This repository hosts code for different automated data manipulation for Getty Thesaurus of Geographic Names® Online ID's in xml files. For every script there is a version for manipulating a single xml file or for manipulating all xml files within a selected folder.
Please note that all programs require python3 and the following libraries: re, pathlib from Path, xml.etree.ElementTree, datetime, os and csv.
- TGN key to URI
- TGN key to URI (folder)
- Add Pleiades URI
- Add Pleiades URI (folder)
Check for the installed Python version:
$ python3 --version
If not installed:
$ sudo apt-get update
$ sudo apt-get install python3.6
To run one of the scripts on Linux just start it in the terminal and follow the instructions. If the repository is in the 'Downloads' directory use:
$ python3 /home/user/Downloads/tgn-Pleiades/programName.py
Check for installed Python version:
$ python --version
If not installed see Python Download.
To run one of the scripts on Windows just start it in the command prompt (cmd) and follow the instructions. If the repository is in the 'Downloads' directory use:
$ python C:\Users\User\Downloads\tgn-Pleiades\programName.py
Check for the installed Python version:
$ python3 --version
If not installed:
$ xcode-select --install
$ /usr/bin/ruby -e "$(curl -fsSL https://raw.githubusercontent.com/Homebrew/install/master/install)"
$ brew doctor
$ brew install python3
$ python3 --version
To run one of script on macOS just start it in the mac terminal and follow the instructions. If the repository is in Downloads use:
$ python3 Users/user/Downloads/programName.py
In the selected xml file the script adds a @ref attribute (Getty URI) to every node with a @key attribute according to its Getty Thesaurus of Geographic Names® Online ID.
Enter path to xml file:
> Status: Program started 2018-11-05 16:10:01.258239
> Enter path to import file: /home/user/Dokumente/myProject/file.xml
Enter folder where to save manipulated xml. Please note that the folder has to be created in advanced.

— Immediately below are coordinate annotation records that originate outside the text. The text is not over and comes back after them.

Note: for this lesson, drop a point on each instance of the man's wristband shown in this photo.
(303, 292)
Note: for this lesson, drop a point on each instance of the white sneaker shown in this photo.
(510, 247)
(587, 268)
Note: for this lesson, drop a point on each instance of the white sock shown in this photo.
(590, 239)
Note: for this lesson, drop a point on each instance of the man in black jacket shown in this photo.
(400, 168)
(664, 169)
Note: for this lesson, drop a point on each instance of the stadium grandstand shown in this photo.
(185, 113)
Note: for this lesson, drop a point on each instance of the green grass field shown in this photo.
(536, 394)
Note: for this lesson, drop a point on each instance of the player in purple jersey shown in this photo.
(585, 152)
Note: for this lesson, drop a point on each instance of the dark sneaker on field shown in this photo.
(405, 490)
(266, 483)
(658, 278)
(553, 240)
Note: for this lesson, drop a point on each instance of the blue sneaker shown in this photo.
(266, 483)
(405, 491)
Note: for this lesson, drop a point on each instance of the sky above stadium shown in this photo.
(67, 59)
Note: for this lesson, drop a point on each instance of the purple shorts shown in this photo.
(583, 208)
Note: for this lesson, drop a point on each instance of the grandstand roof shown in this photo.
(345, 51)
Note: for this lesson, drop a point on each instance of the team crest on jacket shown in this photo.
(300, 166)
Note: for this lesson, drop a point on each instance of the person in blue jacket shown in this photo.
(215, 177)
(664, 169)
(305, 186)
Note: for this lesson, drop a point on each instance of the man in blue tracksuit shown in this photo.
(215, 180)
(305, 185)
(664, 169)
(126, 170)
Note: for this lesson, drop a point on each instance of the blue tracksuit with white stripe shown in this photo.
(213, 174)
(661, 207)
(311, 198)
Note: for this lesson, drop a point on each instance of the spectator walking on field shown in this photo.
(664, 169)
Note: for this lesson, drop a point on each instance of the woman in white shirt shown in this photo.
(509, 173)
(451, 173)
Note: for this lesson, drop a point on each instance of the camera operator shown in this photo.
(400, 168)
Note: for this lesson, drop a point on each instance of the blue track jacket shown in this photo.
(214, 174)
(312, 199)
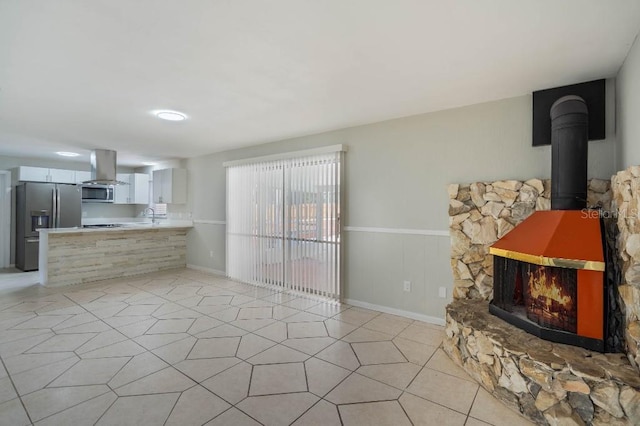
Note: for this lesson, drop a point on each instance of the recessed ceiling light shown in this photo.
(67, 154)
(170, 115)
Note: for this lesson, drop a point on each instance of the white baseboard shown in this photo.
(210, 270)
(393, 311)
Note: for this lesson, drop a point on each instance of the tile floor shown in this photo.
(188, 348)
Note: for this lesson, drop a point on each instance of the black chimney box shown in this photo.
(593, 92)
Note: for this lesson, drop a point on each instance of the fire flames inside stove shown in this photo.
(550, 296)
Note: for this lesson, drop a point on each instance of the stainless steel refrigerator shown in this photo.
(43, 205)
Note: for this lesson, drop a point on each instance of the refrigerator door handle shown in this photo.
(57, 207)
(54, 202)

> Enter path to output folder: /home/user/Dokumente/myProject/output
Enter file name for manipulated xml:
> Enter output filename: manipulatedFile.xml
> Status: manipulatedFile.xml exported 2018-11-05 16:16:39.904738
Status: Program started 2018-11-05 16:10:01.258239
> Enter path to import file: C:\Users\User\Documents\myProject\file.xml
Enter folder where to save manipulated xml. Please note that the folder has to be created in advanced.

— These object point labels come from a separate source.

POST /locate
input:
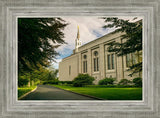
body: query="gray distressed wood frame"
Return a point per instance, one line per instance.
(10, 107)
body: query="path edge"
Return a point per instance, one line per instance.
(79, 93)
(27, 93)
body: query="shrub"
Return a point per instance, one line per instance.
(66, 82)
(106, 81)
(137, 81)
(124, 82)
(22, 81)
(82, 80)
(51, 82)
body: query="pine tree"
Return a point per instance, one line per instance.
(37, 40)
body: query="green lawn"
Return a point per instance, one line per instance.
(24, 90)
(107, 93)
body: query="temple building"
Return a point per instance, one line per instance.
(93, 58)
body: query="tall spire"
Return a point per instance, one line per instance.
(77, 41)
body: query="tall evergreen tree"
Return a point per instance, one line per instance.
(37, 40)
(131, 40)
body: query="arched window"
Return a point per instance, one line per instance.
(110, 61)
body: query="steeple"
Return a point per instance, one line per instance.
(77, 41)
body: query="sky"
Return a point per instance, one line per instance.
(90, 28)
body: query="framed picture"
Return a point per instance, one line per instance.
(113, 72)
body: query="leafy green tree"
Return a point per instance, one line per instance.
(131, 40)
(37, 40)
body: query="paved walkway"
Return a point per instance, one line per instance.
(47, 92)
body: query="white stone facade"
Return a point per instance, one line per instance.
(94, 59)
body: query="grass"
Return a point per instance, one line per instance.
(107, 93)
(24, 90)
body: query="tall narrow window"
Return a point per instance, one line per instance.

> Enter path to output folder: C:\Users\User\Documents\myProject\output\file.xml
Enter file name for manipulated xml:
> Enter output filename: manipulatedFile.xml
> Status: manipulatedFile.xml exported 2018-11-05 16:16:39.904738
Enter path to xml file:
> Status: Program started 2018-11-05 16:10:01.258239
> Enter path to import file: Users/user/Dokumente/myProject/file.xml
Enter folder where to save manipulated xml. Please note that the folder has to be created in advanced.
> Enter path to output folder: Users/user/Dokumente/myProject/output
Enter file name for manipulated xml:
> Enter output filename: manipulatedFile.xml
> Status: manipulatedFile.xml exported 2018-11-05 16:16:39.904738
For every xml file in the selected folder this script adds a @ref attribute (Getty URI) to every node with a @key attribute according to its Getty Thesaurus of Geographic Names® Online ID.
Enter path to folder with xml files:
> Status: Program started 2018-11-05 16:10:01.258239
> Enter input folder: /home/user/Dokumente/myProject/input
Enter folder where to save manipulated xml files. Please note that the folder has to be created in advanced and it should be different from the input folder. Otherwise the original xml files will be overwritten.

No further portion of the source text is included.